Zu Hause in der Fremde – aus dem (fiktiven) Tagebuch eines

Zu Hause in der Fremde – aus dem (fiktiven) Tagebuch eines Flüchtlings.

Mein Tagebuch, ich habe dich lange vernachlässigt. Doch nun muss ich dies hier zu Papier bringen. Vollkommen erschöpft und mit meinen Kräften am Ende bin am vorläufigen Ziel einer langen Reise angelangt. Einer Irrfahrt, müsste ich wohl besser sagen. Denn seit der Flucht aus meiner Heimat wusste ich nie, was als Nächstes kommt.

Von einem Auffanglager ging es in das nächste. Von einem Land in das andere. Nun bin ich hier in einem fremden Land unter fremden Leuten mit fremden Gebräuchen und einer fremden Sprache. Ich fühle mich so völlig hilflos, so ausgeliefert. Aber wenigstens bin ich in Sicherheit. In der Sicherheit einer Unterkunft mit vielen anderen Flüchtlingen, denen es genau so schlimm ergangen ist wie mir.
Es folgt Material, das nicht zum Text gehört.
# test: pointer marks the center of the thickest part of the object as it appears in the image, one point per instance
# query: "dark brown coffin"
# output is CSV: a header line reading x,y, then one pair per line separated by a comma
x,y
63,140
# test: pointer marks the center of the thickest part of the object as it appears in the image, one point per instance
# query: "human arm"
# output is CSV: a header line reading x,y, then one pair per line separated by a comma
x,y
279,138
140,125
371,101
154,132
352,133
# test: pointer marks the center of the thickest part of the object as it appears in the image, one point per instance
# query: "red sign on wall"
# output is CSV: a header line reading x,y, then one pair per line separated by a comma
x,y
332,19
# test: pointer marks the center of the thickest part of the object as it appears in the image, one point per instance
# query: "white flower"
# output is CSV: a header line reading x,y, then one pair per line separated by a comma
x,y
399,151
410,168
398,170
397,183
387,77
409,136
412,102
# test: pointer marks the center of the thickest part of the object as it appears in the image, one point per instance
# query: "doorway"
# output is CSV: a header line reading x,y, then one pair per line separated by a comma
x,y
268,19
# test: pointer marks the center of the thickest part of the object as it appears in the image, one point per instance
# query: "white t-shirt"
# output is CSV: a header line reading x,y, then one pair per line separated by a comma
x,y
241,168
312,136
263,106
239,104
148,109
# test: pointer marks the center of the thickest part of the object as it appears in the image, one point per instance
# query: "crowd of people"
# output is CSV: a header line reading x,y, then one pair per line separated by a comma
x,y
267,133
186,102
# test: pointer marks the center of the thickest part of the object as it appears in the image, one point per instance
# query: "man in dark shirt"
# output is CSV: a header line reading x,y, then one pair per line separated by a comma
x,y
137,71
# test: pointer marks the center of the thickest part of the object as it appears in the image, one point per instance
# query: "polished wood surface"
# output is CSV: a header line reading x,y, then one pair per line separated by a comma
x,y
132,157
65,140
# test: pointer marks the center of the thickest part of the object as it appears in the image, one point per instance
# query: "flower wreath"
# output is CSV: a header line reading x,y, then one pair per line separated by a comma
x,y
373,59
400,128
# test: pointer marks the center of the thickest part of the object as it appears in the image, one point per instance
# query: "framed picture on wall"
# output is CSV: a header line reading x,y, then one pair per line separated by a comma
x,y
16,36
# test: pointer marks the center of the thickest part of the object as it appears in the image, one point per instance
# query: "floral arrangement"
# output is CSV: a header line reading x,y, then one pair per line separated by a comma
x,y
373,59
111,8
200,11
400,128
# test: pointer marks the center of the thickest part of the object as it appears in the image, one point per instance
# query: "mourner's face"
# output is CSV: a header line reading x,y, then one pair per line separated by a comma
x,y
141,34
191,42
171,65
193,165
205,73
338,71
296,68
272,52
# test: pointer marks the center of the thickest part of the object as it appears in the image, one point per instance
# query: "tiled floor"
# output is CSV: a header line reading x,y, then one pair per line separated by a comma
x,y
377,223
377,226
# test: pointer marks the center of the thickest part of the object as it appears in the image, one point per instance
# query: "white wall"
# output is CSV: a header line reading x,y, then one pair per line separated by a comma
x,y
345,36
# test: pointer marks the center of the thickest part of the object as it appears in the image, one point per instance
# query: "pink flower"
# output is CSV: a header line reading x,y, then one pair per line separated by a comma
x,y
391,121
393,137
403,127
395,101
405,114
Die Menschen in diesem Land sind gut zu mir. Sie helfen, wo sie können. Dafür bin ich ihnen unendlich dankbar.

Aber sie wissen nicht wirklich, was ich durchlitten habe. Sie können es gar nicht wissen, denn sie leben seit vielen Jahren in Frieden und Freiheit. Sie nennen mich eine Asylantin oder einen Flüchtling. Dabei bin ich nur ein Mensch in allerhöchster Not. Die schrecklichen Vorkommnisse in meiner Heimat rauben mir noch immer den Schlaf, lassen mich jede Nacht schweißgebadet und zitternd an Leib und Seele aufwachen.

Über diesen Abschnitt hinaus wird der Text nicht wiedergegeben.